The downside of going on dates is that, on the Switch at least, it doesn’t feel very smooth. The girl you’re going out with and Ao will walk at a more stilted pace. She might also get in your way as you try to move around. Given you also can’t run while on a date, it also means a much slower pace. So what should be a sweet moment might be marred by the game’s performance.
Technical limitations get in the way on the Switch during general exploration as well. Sometimes when moving around a Heartscape, the camera might get into an odd position. Which can make it difficult to get a good view of the space around you. You might happen upon a place in the school or Heartscape where moving to a position or turning the camera could lead to forced blurriness until you readjust Ao or the camera.
Occasional camera issues or technicalities aside, Blue Reflection: Second Light is quite a pretty game. It can be very serene and pastoral. Everything about its appearance feels designed to encourage someone to take their time and focus on characters. It focuses on slice of life moments.
The thing about Blue Reflection: Second Light is that it often feels like it requires prior knowledge of the series. While this is essentially Blue Reflection 2, it is coming after both the first game and an anime. Characters from both show up here. While It does start with four people and takes time to introduce them and concepts, knowing general ideas about the universe helps a lot. For example, understanding what a Reflector is can be quite helpful. Awareness of other elements from, at the very least, the original Blue Reflection can offer additional insight. I do think people coming in fresh could still enjoy it. But you will get more out of it by doing the required “reading.”
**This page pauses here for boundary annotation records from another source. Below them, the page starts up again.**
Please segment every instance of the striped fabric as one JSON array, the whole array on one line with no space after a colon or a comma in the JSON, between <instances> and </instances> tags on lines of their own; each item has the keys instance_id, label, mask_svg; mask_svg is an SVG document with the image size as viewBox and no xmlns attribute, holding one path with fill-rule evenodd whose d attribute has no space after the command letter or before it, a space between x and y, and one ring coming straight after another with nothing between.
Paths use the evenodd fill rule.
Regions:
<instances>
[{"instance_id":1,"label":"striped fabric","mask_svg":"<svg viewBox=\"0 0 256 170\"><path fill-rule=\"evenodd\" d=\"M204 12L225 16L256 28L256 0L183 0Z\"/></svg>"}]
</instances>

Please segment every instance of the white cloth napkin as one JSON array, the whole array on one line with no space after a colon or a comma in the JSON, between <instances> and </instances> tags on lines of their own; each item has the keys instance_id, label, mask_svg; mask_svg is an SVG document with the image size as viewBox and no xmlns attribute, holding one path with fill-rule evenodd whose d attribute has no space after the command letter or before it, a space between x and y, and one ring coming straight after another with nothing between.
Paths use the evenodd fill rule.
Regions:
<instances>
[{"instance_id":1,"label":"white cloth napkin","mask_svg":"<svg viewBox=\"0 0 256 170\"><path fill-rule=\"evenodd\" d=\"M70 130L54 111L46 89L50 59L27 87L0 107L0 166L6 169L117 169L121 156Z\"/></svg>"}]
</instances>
Blue Reflection: Second Light is pretty much exactly what I expected Blue Reflection 2 to be. It’s a very relaxed sort of RPG. Even though there are mysteries to solve and danger, I didn’t feel pressured. Rather, I felt encouraged to talk with people around me and take my time as I crafted, explored, and fought through its world. But also, I feel like I came into it with the best mindset. I played the original game and watched Blue Reflection Ray. People who aren’t as into Gust games and everything they entail—which can involve crafting, gathering, and perhaps sometimes a slower pace than other RPGs—might not be as into it. But those familiar with Gust’s work or perhaps looking for a new adventure after Atelier Ryza might want to, at the very least, check out the demo.